Given a URL, We need to find hash function F that maps URL to a short alias F(URL) = alias
and satisfies following conditions
- Each URL can only be mapped to a unique alias
- Each alias can be mapped back to a unique URL easily
The above function F is a Bijective Function.
The second condition is the core as in the run time, the system should look up by alias and redirect to the corresponding URL quickly.
For every given URL, generate a random alias and store it in datastore, In runtime we will lookup in datastore by alias, get corresponding URL and redirect to that URL, The main problem here is performance.
If there are already a milion records and we want to insert a new record the database needs to go look at the correct page for this alias. However, when using incremental IDs, insertion can be much easier, It will just go to the last page.

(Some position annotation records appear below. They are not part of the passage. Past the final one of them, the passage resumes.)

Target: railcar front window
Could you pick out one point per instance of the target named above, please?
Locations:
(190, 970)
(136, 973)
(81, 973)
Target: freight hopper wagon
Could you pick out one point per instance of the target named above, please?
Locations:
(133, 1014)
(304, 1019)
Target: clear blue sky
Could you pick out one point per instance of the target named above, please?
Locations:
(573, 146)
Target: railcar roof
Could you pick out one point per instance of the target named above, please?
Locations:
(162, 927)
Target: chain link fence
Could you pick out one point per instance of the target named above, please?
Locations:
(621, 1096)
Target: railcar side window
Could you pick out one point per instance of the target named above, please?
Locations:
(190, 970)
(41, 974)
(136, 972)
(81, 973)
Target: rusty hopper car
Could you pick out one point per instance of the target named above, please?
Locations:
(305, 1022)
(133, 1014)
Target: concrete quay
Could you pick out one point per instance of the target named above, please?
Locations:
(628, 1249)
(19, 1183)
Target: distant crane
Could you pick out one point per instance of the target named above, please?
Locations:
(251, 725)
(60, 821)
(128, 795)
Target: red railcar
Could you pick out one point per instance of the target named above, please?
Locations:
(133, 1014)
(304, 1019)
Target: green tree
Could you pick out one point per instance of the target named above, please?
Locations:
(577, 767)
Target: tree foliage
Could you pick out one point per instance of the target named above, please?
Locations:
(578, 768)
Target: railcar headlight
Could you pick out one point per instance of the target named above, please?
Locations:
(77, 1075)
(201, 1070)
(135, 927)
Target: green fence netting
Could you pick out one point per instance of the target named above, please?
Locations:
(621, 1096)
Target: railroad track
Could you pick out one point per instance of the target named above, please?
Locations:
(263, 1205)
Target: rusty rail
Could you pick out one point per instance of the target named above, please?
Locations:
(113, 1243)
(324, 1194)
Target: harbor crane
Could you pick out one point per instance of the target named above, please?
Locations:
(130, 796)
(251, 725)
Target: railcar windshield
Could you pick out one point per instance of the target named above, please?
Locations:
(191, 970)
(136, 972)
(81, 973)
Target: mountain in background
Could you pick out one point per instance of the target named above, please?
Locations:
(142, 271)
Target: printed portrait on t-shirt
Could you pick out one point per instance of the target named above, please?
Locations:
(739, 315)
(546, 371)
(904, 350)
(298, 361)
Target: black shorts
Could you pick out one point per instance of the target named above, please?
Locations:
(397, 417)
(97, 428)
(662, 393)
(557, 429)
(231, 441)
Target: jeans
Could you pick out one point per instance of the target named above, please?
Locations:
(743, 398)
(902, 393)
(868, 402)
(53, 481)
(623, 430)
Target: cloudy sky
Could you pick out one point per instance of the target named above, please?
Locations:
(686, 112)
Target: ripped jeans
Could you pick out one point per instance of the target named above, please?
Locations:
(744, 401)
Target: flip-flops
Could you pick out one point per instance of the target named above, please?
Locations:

One downside is using incremental ids will make mapping less flexible if the system allows users to set custom short URL, From performance perspective we are going to use incremental ID's.
First convert given long url to some long integer by using hashing or by mysql auto increments and then convert id to alias
- If that url already exists in datastore ignore it, No need to shorten it again
- Think of an alphabet we want to use. In your case that's
[a-zA-Z0-9]
. It contains 62 letters. - Then convert that long integer to base 62
- Convert short url 62 base key to base 10 long integer
- Find the corresponding long url in datastore for the given long integer
We can have a Offline Key Generation Service that generates random six letter strings beforehand and stores them in a database. Whenever we want we will just take one of the already generated keys and use it. This can be faster compared to above because we will not be encoding the URL. Service can make sure all the keys inserted are unique.
Here we need to keep track of two sets of keys used and unused, To make it faster we can load some part of unused key set and load in memory. When we want to encode an url we just need to pick one from unused set loaded in memory and mark it as used and store that key and url in some datastore
To handle more QPS we can horizontally scale this key generation service and grant some part of keys to each generation service, so that we won't have any clash in keys
A single machine may not be capable to store all the mappings. How do we scale with multiple instances? We need a distributed key value store
Partitioning based on range i.e, all urls starting with 'a' will go to one server and all 'b' s will go to another.
This way the data can be skewed
Hash the key and store it in corresponding server by using the hash output. This can also leads the data in skewed form i.e, overloaded partitions. Solution to this is Consistent Hashing
- Aerospike
- Amazon's Dynamo
If certain URL's are getting accessed faster, we can keep those set of url's in cache for faster access.
We can have the cache eviction policy as LRU (Least Recently Used)